Me parece ejemplar la sentencia de la juez de El Vendrell que absuelve al profesor de un instituto de Torredembarra que le pegó dos bofetadas a una alumna que se negaba a hacerle caso y que se burlaba de él en sus mismos morros. Según la sentencia, la alumna no tenía "ningún derecho a desobedecer al profesor ni a burlarse de él, siempre que sus indicaciones vayan dirigidas a corregir su forma de actuar mientras la alumna está en el centro y dentro de las horas lectivas", y la actuación del profesor "puede incardinarse dentro de la facultad correctora que como educador se le concede respecto a los alumnos". La juez se pregunta: "¿Cómo puede exigírseles a estos profesores que, además de todo esto, eduquen a nuestros hijos si no se les permite que corrijan su comportamiento y, sobre todo, cuando no dudaríamos en pedirles responsabilidades si, por ejemplo, en una excursión nuestros hijos sufrieran algún daño en un descuido de los profesores?"

Dejando a un lado este caso y las razones concretas de alumna y profesor, hay que reconocer que la vida en los institutos se ha vuelto difícil. Aún no han tenido que colocar detectores de metales para evitar que los alumnos entren en clase con armas, como en Estados Unidos, pero todo se andará. El festival de insolencias no se da sólo en la enseñanza. Lo vemos en las calles, en el comportamiento de motoristas, automovilistas, ciclistas y peatones.

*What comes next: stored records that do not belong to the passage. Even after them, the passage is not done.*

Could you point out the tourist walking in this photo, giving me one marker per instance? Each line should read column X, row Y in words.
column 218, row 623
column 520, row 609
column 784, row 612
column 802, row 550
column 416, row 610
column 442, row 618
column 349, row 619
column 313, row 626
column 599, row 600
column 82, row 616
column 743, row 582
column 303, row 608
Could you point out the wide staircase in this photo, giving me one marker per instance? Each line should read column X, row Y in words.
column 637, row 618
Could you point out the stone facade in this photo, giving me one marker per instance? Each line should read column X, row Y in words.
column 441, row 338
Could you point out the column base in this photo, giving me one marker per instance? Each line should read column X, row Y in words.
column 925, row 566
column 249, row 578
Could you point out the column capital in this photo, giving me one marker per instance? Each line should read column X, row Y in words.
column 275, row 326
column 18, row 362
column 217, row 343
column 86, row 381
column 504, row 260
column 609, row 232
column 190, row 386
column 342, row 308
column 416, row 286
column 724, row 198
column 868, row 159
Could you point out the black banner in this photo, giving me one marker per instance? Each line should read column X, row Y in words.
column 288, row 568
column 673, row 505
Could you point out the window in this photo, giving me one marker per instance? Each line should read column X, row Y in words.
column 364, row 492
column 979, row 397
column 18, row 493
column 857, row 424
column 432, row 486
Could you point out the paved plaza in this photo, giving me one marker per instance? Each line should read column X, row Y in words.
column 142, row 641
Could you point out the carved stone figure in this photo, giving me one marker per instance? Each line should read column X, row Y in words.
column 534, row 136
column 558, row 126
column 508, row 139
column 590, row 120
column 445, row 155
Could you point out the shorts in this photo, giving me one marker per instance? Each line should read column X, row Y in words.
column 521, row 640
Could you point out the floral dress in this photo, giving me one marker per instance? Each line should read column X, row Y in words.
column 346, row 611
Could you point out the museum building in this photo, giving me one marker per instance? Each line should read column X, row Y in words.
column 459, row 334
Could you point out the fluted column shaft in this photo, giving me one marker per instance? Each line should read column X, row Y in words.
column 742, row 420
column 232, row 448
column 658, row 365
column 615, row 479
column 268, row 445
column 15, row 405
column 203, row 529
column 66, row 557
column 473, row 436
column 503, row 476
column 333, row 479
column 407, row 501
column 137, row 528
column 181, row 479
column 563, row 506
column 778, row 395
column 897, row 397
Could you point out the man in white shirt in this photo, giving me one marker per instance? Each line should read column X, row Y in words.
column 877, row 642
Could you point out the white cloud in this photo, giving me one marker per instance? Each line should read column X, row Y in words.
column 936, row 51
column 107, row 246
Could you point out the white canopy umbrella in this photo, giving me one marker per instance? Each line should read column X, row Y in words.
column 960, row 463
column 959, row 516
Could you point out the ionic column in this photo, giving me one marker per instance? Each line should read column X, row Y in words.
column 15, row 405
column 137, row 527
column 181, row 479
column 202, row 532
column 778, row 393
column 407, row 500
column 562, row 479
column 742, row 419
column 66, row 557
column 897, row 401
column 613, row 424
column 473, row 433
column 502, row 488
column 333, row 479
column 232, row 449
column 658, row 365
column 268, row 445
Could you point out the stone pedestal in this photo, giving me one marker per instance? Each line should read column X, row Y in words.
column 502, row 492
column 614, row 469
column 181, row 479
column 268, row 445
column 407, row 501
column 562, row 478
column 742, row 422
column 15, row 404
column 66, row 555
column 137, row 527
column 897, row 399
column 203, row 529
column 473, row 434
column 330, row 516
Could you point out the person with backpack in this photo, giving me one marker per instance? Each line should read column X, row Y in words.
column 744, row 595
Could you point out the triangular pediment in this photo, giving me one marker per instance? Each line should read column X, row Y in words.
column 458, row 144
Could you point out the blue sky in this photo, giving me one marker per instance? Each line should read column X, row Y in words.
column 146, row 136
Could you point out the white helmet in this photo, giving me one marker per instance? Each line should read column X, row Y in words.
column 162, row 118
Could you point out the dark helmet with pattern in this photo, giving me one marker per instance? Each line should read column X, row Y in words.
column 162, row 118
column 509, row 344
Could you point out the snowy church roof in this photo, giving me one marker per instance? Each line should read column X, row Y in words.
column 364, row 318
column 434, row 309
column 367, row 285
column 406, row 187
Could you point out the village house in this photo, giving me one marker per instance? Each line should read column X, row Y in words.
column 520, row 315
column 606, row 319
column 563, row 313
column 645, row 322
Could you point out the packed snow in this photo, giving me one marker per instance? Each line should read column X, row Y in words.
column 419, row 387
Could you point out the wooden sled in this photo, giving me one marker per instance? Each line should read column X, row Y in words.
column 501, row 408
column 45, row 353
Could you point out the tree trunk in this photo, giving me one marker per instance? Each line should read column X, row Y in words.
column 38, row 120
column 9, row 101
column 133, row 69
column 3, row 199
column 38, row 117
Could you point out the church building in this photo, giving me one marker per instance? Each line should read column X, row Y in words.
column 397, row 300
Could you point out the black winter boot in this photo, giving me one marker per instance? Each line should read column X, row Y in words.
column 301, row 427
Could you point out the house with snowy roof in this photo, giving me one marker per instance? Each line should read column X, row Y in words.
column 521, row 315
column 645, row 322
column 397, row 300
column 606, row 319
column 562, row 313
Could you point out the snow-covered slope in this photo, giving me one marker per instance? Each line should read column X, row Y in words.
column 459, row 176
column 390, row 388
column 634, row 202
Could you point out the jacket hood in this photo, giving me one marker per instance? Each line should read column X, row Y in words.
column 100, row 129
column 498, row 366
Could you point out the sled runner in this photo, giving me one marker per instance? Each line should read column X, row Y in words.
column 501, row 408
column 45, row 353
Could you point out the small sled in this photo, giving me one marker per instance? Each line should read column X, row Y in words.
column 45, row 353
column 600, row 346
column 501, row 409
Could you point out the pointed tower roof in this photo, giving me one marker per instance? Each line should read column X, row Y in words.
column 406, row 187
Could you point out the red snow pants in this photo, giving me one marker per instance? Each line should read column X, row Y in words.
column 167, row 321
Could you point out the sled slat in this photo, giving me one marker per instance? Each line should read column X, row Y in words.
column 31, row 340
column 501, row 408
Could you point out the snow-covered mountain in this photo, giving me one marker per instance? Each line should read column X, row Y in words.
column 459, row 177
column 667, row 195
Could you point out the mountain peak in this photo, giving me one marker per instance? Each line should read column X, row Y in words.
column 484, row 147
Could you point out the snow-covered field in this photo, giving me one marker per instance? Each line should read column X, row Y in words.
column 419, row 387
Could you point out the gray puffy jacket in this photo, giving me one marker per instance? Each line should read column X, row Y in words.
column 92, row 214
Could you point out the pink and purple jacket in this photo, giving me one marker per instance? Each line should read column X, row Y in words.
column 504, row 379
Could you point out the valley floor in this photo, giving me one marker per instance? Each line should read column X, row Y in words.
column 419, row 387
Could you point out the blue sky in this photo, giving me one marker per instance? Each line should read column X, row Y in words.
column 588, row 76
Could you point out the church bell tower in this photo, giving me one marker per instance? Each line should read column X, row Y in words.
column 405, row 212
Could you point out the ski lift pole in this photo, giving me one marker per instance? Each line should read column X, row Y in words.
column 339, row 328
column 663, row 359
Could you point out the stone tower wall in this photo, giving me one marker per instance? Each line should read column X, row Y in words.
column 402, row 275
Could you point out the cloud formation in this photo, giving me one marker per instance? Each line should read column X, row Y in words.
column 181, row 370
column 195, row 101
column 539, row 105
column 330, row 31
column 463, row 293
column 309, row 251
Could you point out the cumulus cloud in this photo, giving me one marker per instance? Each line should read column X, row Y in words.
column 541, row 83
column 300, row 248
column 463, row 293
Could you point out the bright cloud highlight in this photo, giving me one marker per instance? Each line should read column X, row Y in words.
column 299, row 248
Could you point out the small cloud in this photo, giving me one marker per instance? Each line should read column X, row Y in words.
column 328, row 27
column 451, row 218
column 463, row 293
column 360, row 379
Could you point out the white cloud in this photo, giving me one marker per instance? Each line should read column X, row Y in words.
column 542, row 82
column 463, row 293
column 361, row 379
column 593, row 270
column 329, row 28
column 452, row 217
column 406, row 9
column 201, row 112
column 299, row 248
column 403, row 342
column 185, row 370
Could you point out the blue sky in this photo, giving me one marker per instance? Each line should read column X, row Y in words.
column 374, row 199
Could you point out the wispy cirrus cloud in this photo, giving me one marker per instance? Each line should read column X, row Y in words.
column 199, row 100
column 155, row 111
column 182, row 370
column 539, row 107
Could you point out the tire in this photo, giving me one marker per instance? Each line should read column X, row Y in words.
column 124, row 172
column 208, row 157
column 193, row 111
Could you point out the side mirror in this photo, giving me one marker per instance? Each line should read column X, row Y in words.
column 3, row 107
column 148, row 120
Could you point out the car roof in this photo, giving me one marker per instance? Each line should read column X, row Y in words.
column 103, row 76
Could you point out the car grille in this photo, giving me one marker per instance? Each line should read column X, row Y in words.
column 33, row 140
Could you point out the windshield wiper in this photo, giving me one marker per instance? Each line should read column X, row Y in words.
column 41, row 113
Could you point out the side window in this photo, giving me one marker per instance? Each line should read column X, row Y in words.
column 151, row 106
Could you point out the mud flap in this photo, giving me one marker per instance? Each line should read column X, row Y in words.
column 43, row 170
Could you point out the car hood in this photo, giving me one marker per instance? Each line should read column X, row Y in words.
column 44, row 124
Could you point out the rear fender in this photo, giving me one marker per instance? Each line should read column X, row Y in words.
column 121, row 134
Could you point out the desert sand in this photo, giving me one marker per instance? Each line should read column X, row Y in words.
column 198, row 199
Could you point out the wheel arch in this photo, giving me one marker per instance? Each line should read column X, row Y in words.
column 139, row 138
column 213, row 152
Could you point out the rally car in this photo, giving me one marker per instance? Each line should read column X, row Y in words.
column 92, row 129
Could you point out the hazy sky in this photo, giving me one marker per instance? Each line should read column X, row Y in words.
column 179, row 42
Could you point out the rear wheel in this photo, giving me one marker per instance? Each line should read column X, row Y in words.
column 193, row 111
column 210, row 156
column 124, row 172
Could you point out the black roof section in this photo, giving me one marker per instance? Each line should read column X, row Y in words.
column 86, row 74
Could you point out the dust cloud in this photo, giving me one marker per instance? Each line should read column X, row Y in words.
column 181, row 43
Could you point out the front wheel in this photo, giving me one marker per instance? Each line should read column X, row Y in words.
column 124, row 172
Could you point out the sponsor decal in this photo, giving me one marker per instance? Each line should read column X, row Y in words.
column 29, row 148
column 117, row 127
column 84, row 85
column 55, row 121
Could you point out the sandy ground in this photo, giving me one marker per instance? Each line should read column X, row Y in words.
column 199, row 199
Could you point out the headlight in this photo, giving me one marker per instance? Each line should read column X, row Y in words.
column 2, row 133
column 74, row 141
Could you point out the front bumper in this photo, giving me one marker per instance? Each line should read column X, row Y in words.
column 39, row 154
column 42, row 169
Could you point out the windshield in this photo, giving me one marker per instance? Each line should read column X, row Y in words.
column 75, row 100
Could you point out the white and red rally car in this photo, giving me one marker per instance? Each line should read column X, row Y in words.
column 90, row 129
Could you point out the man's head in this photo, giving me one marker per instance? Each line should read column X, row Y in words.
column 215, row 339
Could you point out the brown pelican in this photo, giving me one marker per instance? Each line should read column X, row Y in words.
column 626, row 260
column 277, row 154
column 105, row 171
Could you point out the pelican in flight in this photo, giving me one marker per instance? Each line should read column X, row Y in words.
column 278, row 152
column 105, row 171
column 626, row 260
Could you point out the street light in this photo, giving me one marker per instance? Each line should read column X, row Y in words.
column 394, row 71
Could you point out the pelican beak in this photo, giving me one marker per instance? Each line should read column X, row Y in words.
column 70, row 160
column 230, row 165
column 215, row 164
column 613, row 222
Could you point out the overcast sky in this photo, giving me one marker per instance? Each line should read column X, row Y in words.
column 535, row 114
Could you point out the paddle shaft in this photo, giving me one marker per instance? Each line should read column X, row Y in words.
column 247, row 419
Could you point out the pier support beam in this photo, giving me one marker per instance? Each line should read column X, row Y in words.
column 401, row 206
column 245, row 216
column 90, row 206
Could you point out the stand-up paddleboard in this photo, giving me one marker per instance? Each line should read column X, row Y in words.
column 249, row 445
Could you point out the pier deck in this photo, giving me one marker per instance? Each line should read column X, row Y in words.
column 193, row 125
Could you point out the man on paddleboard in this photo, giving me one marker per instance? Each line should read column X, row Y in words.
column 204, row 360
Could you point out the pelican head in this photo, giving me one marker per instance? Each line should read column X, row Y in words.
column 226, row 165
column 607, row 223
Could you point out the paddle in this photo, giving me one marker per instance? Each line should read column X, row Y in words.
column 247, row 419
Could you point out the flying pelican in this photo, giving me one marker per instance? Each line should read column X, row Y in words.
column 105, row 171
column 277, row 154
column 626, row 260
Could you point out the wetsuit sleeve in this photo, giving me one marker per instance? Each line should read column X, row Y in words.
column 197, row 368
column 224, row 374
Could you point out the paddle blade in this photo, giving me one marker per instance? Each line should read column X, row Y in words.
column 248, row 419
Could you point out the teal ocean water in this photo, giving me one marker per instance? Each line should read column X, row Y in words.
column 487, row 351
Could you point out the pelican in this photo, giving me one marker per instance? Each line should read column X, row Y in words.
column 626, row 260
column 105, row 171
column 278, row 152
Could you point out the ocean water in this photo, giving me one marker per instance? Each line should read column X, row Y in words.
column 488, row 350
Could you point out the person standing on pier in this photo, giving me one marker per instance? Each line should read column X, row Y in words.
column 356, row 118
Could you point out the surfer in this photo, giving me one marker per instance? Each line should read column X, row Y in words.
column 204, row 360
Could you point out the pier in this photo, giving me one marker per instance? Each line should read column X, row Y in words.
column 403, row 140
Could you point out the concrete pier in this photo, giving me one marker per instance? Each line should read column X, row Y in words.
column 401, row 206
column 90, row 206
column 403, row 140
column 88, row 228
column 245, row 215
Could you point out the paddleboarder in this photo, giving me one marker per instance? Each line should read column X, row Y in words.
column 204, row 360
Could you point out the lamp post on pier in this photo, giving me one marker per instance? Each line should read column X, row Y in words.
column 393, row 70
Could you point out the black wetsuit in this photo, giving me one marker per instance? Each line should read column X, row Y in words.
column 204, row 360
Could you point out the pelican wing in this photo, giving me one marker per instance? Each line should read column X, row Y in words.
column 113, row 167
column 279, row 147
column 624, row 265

En el metro, en los autobuses, en el cine. ¿Cómo no va a ser así? Si de niños nadie se atreve a decirles que no pongan los zapatos en el sofá, ¿por qué de adolescentes no han de escupir las cáscaras de pipa a la cara de quien quieran?

¿Qué habría que hacer? De entrada, exigir que la autoridad educativa no se lave las manos, y actúe. No todos los profesores tienen el temple de, por ejemplo, Biel Majoral. Anteayer, Anton Maria Espadaler me explicaba que, tiempo atrás, Biel Majoral fue profesor de lengua catalana en la escuela de magisterio de Sants. Según parece, el profesor anterior no sabía imponerse y los alumnos -¡futuros profesores!- se le subían a las barbas. El primer día que Majoral llegó a clase, substituyéndolo, intentaron hacer lo mismo. Empezaron a burlarse y le tiraron un balón. Con el otro profesor lo hacían a menudo. El profesor lo recogía y callaba. Pero el payés Majoral no hizo eso. Lo recogió, preguntó de quién era y, al recibir por respuesta un murmullo de risitas, sacó del bolsillo su navaja campera, con un palmo de hoja. La clavó en el balón y lo rajó en dos mitades. En la clase no se oía ni un mosca. Se terminó la indisciplina.

Y aún dudan de si hay que imponer castigos. ¿Cómo no? Hasta los alumnos deberían exigirlos. Y nada de dos bofetaditas y sanseacabó. Si yo fuese alumno sería el primero en pedirlos. Si fuese disciplinado, porque estaría harto de aguantar que los que no quieren estudiar dificulten las clases a base de salvajadas impunes. Si fuese indisciplinado, porque ser grosero sin riesgo no tiene gracia. Tal como está el patio educativo, uno se mea en la boca del profesor sin que nadie le rechiste. ¿Qué placer se saca de eso? Hacer el gamberro es mucho más apasionante si te juegas una expulsión de por vida o un manojo de azotes bien dados. Y que ningún progre se rasgue las vestiduras. En Gran Bretaña, sabio país, el castigo corporal se mantuvo hasta la penúltima década del siglo XX y lo suprimió ni más ni menos que Margaret Thatcher, la valedora de Pinochet. No es casualidad.